Uno de los mayores cautivadores del interés del público en los años 50 fue el emergente concurso de televisión. El público, ingenuamente confiado, se enamoró de los concursos televisivos. La gente los encontró nuevos, emocionantes y similares a los cautivadores concursos de radio tan populares antes de la llegada de la televisión. Algunos programas de juegos se desarrollaban principalmente para reírse, mientras que otros se jugaban por premios o grandes sumas de dinero. Estos programas de juegos eran tan populares que, en su punto álgido, se emitían veintidós de ellos simultáneamente. Su formato variaba desde el tipo básico de preguntas y respuestas hasta el nombramiento de melodías musicales populares. La familiaridad del público con la estructura general de los concursos, unida a lo mucho que estaba en juego, precipitó un interés extremo en estos programas, y llevó a la increíble popularidad de los concursantes que volvían a tener éxito (Anderson, 9). Prácticamente todo el mundo con un televisor en su casa sintonizaba semanalmente sus programas de juegos favoritos con el interés de ver a los concursantes, con los que se identificaban cada vez más a medida que pasaban las semanas, tener éxito en los juegos de preguntas. La popularidad de los juegos de preguntas y respuestas era asombrosa.
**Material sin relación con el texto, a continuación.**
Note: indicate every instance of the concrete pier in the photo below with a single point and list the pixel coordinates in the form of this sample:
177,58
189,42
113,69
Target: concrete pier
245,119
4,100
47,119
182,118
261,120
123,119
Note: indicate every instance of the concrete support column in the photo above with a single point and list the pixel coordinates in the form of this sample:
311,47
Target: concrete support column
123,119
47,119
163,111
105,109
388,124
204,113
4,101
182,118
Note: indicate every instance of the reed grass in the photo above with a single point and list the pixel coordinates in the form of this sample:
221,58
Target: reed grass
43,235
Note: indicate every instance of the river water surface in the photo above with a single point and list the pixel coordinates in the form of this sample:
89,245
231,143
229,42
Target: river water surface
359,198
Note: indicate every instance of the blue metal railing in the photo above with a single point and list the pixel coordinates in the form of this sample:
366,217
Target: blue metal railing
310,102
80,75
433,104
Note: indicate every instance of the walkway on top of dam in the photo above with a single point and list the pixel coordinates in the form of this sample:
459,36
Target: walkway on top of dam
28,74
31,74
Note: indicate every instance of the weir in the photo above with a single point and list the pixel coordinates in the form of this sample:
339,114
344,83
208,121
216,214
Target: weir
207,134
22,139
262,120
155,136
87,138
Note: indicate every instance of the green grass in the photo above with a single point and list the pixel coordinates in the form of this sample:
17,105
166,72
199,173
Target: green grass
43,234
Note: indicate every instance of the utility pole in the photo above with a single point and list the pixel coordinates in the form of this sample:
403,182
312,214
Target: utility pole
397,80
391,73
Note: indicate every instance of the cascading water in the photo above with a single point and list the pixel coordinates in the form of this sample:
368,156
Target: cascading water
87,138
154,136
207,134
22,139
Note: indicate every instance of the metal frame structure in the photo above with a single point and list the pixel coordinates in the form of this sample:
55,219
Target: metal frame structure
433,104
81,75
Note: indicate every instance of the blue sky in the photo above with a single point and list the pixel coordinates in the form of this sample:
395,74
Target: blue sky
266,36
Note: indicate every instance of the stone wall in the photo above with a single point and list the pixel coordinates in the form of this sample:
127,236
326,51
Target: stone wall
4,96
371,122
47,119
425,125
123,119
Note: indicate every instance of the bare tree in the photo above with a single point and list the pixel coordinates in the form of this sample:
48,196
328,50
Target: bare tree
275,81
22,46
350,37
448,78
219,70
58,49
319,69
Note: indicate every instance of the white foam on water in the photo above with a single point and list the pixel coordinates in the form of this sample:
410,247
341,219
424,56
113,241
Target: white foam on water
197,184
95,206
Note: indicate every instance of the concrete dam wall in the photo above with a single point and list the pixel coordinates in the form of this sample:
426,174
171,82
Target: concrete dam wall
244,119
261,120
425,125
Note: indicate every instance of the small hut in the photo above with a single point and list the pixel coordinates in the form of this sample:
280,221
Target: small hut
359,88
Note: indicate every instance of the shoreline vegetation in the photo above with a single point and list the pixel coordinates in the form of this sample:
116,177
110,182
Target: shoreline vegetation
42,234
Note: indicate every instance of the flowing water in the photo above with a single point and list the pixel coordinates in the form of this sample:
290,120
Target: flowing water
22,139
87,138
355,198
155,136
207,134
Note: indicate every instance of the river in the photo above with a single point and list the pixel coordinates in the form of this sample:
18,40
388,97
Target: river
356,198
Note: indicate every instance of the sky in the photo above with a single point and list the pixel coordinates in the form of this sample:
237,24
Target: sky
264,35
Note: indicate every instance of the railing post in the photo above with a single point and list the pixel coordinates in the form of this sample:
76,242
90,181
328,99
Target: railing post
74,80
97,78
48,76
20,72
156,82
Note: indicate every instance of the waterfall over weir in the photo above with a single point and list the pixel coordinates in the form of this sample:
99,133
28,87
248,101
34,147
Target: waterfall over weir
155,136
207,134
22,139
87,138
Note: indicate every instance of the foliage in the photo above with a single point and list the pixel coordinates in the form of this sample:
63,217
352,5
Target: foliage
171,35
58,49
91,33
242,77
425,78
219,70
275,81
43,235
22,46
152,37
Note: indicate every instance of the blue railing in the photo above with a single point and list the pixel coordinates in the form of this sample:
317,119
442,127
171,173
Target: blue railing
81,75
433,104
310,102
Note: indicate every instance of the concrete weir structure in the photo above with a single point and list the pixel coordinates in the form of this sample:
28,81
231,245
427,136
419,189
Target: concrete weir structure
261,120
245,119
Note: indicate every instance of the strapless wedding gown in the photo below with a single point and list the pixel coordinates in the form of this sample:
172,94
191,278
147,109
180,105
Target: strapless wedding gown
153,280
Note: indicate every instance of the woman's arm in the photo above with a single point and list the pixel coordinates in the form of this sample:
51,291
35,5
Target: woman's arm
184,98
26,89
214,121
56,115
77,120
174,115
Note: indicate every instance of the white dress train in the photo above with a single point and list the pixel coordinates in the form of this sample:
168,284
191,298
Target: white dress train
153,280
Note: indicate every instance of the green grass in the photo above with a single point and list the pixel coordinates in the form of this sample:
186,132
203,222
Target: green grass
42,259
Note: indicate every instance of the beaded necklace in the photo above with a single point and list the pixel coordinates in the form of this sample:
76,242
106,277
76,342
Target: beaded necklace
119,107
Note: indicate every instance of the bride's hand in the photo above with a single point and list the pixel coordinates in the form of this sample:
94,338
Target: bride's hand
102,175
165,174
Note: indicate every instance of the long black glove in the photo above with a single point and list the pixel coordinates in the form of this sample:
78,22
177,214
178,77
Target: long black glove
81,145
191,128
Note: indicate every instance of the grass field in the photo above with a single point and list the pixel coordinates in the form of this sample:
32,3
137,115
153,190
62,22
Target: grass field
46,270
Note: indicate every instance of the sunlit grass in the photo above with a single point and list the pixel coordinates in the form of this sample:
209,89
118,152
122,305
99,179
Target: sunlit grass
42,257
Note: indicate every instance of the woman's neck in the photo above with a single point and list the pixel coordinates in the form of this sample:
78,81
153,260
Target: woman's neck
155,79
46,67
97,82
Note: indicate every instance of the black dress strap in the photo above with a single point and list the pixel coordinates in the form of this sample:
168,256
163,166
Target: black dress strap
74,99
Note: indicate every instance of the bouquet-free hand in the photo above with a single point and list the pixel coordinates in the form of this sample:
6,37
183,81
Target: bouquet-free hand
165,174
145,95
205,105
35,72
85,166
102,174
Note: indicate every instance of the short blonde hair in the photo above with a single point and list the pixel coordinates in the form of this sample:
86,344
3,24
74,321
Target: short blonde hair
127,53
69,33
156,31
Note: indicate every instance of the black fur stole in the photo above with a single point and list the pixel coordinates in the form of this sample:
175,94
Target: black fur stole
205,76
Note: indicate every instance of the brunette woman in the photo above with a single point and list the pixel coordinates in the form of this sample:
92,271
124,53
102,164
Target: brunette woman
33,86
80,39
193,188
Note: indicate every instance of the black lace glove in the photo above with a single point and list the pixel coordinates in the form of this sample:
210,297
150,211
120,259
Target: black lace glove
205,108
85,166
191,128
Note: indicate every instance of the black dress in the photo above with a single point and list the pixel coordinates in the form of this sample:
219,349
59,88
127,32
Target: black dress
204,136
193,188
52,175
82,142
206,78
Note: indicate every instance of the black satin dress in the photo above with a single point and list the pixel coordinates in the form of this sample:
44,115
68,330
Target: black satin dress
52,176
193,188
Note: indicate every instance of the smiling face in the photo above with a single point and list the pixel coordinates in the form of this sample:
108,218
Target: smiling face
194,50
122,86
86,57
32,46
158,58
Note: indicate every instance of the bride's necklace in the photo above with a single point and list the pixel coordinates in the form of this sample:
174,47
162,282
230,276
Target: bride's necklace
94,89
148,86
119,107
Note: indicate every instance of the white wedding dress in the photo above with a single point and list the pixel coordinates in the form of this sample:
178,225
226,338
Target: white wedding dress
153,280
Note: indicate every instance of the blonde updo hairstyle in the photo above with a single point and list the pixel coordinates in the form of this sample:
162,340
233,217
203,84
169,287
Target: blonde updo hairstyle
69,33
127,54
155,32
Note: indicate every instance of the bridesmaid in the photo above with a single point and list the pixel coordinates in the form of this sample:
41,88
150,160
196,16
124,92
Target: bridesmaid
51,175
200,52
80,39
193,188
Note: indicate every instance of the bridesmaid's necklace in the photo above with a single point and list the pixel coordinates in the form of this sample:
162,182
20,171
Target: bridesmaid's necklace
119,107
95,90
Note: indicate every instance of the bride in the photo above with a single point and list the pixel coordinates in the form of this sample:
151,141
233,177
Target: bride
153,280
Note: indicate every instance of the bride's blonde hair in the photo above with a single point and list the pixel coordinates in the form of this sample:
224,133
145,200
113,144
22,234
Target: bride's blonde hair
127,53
En agosto de 1955, aproximadamente 32 millones de televisores y 47.560.000 espectadores, casi un tercio de la nación, sintonizaron para ver La pregunta de los 64.000 dólares (Anderson, 8).

En 1958, ya nadie se reía. La atención del público se centraba aún más en los espectáculos que en los escándalos que surgían a su alrededor. La ingenua confianza del público había evolucionado hacia un sospechoso cinismo porque se había enterado de que muchos de los espectáculos estaban amañados. Como puede imaginarse, esto provocó un gran disgusto entre los espectadores. Los supuestos ganadores, por los que los estadounidenses habían arraigado y se habían convertido en devotos fans semanales, habían recibido en realidad respuestas de antemano. Estos escándalos dieron lugar a audiencias e investigaciones en el Congreso que conmocionaron aún más al público. Aunque no había leyes que prohibieran el amaño de los concursos, tanto las cadenas como sus patrocinadores reconocieron el desprecio del público y mantuvieron los concursos fuera de antena para permitir que las aguas turbulentas se calmaran.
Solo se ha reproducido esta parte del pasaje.